Public financial documents show that the financial situation of Cabrini is not in a good state right now, as the university is millions of dollars in debt. Drinan said she is going to be looking for ways to grow revenue. Drinan doesn’t plan on doing this by raising the tuition. Instead, she has some other plans.
“I am always on the hunt for opportunities to create non-tuition revenue, because if you’re a tuition-based university, what you want is tuition,” Drinan said. “The idea of growing revenue, I think, is very important to see how we can apply that at Cabrini because it is much more fun, exciting and gratifying to grow revenue as opposed to cut expenses.
Drinan plans to come in with a big question on her mind to help generate some money for the university:
“Where are the hidden gems at Cabrini that could be turned into something that is other than tuition revenue and start the process of diversifying revenue?”
At Simmons University, Drinan helped revamp its graduate school to add to the online program and make it much more accessible to those pursuing higher degrees. It grew the program from 500 graduate students to 4,000 students, she said. Simmons University, located in Boston, Massachusetts, is a nationally ranked women’s college with 1,500 employees. Before she retired, Drinan served as president there for 12 years, from 2008-2020.
She also said: “I’m a wife and mother.”
“I’ve been married to my husband for 54 years. We met in high school and married at the end of our junior year in college, we have three grown children and six grandchildren and we have a dog that is the center of our life, and he will be joining us at Cabrini,” she said. “So, he hopefully will be the Cabrini dog for the year.”
“My life is very informed by being a parent, and I think I’ve benefited as a leader and a manager from being able to see that perspective.”
Drinan may not be at Cabrini for too long. She will remain president until a permanent president is found. She is determined in her short stint to make Cabrini be the best it can be. News of Drinan’s hire came late Friday afternoon by Amy Lambert, chair of the board of trustees. She begins her position May 23, the day after the university’s 2022 Commencement.
“My number one job is to work hard with everyone on campus to ensure that Cabrini looks like the most fabulous opportunity in the world for the new president. I want the search committee and the search firm to be able to show a community that is really engaged, hard-working and having fun being at Cabrini.”
“I know what critical difference the leader can make. I know I am going to be the leader for a year, and I am going to do everything I can to make a lot of difference, but my biggest contribution would be making certain that Cabrini is so appealing to a field of candidates that you almost can’t choose between the best ones.”
Drinan was selected by the interim president selection committee, which is headed by board of trustees member, Eric Tidwell (’96). Dr. Paul Wright, faculty assembly chair, also served on the committee.

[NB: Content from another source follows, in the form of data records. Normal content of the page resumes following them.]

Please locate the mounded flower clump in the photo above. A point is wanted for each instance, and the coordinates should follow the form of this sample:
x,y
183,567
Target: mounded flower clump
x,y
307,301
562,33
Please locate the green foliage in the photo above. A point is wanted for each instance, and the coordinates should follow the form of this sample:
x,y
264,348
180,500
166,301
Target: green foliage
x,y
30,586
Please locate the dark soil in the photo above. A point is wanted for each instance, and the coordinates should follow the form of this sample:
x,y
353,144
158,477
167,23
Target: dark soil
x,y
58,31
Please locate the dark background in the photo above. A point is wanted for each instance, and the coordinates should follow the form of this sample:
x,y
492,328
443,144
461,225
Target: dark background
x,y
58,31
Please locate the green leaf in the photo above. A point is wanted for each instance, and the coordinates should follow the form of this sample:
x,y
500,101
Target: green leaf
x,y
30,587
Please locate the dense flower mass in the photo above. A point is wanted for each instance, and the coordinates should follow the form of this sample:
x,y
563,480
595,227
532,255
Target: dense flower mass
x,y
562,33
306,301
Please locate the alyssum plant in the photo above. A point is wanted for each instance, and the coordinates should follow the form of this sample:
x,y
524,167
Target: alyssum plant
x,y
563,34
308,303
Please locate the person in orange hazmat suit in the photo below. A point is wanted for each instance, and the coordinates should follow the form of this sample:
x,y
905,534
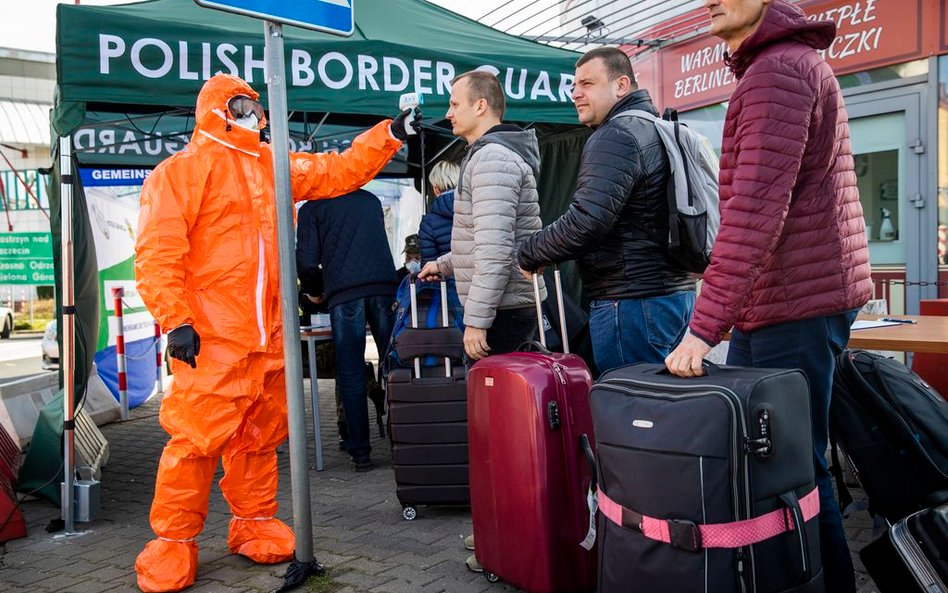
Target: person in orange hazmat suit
x,y
207,268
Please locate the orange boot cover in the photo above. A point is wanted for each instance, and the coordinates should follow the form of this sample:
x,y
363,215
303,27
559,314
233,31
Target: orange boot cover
x,y
265,541
250,471
169,563
166,566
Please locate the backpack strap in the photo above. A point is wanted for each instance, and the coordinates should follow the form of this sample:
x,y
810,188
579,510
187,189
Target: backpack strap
x,y
693,537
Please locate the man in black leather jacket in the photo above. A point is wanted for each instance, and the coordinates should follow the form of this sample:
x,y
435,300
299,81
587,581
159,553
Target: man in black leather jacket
x,y
617,225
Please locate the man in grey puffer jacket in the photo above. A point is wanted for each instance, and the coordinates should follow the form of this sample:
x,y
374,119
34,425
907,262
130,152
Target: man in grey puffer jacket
x,y
496,207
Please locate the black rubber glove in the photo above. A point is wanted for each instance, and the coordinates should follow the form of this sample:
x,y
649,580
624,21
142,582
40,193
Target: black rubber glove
x,y
412,116
184,344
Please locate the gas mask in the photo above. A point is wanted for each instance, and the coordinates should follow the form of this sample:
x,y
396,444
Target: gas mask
x,y
246,112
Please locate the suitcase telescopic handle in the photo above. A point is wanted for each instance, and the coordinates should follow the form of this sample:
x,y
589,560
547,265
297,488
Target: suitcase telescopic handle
x,y
590,459
413,296
559,303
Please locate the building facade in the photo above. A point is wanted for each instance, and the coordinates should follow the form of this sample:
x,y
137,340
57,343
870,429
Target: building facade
x,y
891,58
27,85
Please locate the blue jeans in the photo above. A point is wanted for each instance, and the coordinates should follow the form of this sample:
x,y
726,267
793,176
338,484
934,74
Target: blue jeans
x,y
348,332
627,331
811,345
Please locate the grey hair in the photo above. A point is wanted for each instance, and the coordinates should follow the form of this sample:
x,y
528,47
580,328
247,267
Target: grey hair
x,y
444,175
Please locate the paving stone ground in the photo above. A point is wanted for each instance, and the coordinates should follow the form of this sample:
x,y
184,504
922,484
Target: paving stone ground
x,y
358,530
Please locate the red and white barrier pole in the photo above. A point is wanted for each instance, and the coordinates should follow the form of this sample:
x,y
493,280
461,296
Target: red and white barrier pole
x,y
161,387
117,294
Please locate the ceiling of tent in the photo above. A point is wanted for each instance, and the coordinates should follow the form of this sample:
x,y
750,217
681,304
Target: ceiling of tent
x,y
581,25
156,54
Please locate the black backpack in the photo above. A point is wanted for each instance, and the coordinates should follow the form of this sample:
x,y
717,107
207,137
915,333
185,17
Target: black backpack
x,y
893,426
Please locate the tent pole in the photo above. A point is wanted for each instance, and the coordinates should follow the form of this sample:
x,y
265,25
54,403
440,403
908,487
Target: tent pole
x,y
304,563
67,330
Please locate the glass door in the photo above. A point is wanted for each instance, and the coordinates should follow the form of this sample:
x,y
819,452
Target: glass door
x,y
889,151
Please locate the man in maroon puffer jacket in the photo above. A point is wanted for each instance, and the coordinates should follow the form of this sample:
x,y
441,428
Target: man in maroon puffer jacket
x,y
789,268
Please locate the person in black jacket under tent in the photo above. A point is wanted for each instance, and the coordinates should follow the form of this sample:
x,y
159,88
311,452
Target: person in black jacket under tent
x,y
347,237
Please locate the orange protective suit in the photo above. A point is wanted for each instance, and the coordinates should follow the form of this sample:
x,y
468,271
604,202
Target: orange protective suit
x,y
206,255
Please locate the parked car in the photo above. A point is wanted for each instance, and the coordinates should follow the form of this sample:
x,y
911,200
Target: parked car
x,y
51,347
6,313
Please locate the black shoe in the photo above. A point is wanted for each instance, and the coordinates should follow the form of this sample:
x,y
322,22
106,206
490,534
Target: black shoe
x,y
362,465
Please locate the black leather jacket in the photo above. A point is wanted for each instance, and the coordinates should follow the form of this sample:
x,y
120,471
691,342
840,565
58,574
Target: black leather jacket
x,y
617,225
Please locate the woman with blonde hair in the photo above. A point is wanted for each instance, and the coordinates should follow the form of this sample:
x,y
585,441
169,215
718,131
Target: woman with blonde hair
x,y
434,233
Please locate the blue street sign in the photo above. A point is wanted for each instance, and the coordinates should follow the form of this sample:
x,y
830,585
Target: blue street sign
x,y
330,16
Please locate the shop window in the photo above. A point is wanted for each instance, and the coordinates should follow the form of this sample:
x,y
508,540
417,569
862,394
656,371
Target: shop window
x,y
886,73
943,160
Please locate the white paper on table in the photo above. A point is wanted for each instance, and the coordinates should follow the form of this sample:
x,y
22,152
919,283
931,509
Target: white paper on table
x,y
869,324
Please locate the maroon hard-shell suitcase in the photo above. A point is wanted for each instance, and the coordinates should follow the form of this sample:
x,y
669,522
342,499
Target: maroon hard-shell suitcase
x,y
527,413
12,524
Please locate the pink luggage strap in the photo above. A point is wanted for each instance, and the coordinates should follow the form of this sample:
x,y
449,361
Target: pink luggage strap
x,y
689,536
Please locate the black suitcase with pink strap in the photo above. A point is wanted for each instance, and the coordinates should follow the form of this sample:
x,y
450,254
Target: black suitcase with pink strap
x,y
704,483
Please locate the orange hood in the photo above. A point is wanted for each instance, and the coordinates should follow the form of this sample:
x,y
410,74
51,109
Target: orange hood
x,y
211,116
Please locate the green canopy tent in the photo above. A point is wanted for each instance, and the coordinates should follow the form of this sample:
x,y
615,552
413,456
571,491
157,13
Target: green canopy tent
x,y
138,68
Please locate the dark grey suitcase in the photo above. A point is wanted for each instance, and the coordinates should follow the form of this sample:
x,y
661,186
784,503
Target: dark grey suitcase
x,y
427,415
681,460
912,556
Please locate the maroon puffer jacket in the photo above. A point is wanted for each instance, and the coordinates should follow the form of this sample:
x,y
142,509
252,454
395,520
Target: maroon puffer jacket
x,y
792,243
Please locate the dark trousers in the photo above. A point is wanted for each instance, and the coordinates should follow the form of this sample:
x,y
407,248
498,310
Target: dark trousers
x,y
811,345
348,332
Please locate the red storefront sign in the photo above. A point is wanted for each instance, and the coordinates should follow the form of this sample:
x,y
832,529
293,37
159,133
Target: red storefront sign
x,y
870,34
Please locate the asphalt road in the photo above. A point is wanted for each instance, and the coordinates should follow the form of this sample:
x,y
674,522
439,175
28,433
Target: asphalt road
x,y
21,356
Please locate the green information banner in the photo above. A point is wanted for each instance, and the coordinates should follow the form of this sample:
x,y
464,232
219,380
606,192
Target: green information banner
x,y
26,258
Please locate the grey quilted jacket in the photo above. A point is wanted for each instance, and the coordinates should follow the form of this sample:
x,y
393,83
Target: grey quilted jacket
x,y
496,207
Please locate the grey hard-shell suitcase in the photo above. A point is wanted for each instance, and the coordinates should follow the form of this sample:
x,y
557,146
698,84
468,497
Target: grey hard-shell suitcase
x,y
427,414
912,556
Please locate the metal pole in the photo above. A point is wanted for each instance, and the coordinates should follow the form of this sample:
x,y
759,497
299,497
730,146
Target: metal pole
x,y
158,377
117,294
68,330
295,408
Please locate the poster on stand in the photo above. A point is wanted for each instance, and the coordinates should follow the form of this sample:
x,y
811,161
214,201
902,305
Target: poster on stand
x,y
112,197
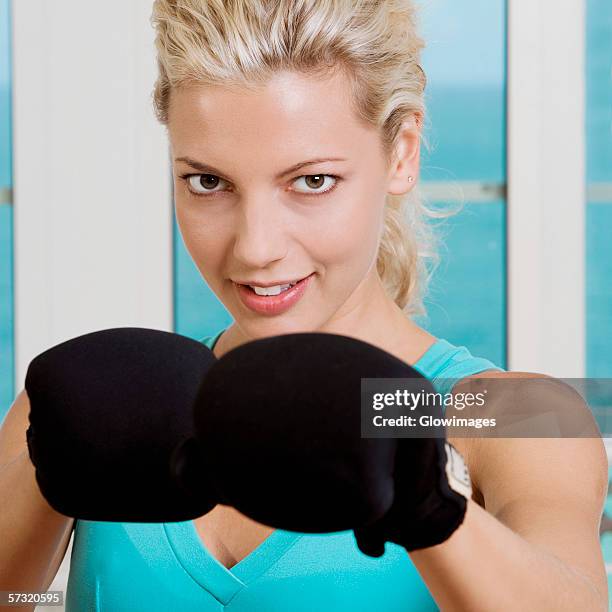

Wright said, “The interim president search committee, on which I was proud to serve on behalf of faculty, found in Helen Drinan an accomplished and energetic leader uniquely suited to this moment in Cabrini’s history. As Cabrini is facing financial challenges similar to those faced by small liberal arts institutions across the country. Helen’s gifts as a fiscally-minded administrator are nicely complemented by her authentic commitment to liberal arts education in mission-focused schools like ours. Helen will bring a responsive and yet decisive leadership style to campus.
“It is a rare thing for a committee like ours and for other stakeholder feedback to be so unanimous in preferring one candidate for such a role, but Helen was our clear choice,” Wright said.
Drinan brought change to Simmons
While at Simmons, Drinan achieved many accomplishments, a couple of which are similar to outgoing President Donald Taylor’s. As president, Simmons achieved university status, simplified its academic structure to enhance interdisciplinary study under four colleges, welcomed the school’s two largest freshman classes in its history and reconfigured its undergraduate curriculum around leadership development.
Drinan has previously served in positions such as executive vice president of human resources for BankBoston, senior vice president of human resources at Caritas Christi Health Care and president and CEO of the society of human resources management, which is the largest human resource professional organization in the world.
“I am thrilled to have the opportunity to lead Cabrini University while we search for the next president, and my husband David and I, along with our dog Kipper, are delighted to join the university’s vibrant residential community,” Drinan said in the announcement.
Not only is Drinan thrilled to be at Cabrini but students are optimistic as well, hoping that her past experience will help her at Cabrini.
Off the back of two tough years without many on-campus events and financial troubles, students are open to a fresh start and new ideas in the president’s office. In the short time since the announcement, students seems to be very optimistic and willing to give the new president a shot with open arms and welcome her to the Cabrini community.
Liam Glenane, freshman business major, said, “I hope she takes the school in the right direction. I’m very optimistic, especially when I looked at her prior experiences.”
“Her experience speaks for itself. I hope she looks to do what is best for the students, while also improving the university as a whole,” Yamar Cox-Mason, sophomore business major, said.
Overall, there is a sense of optimism and hope around the Cabrini community over the selection of Drinan as the interim president.
Along with that optimism is also a hint of skepticism from some students and staff. Staff who has been through multiple president changes in the past warn against being too confident or over-optimistic because presidents can say anything to make them look good.
In the end, it is all about action, and only time will tell whether the new leadership will pave a successful road forward for Cabrini.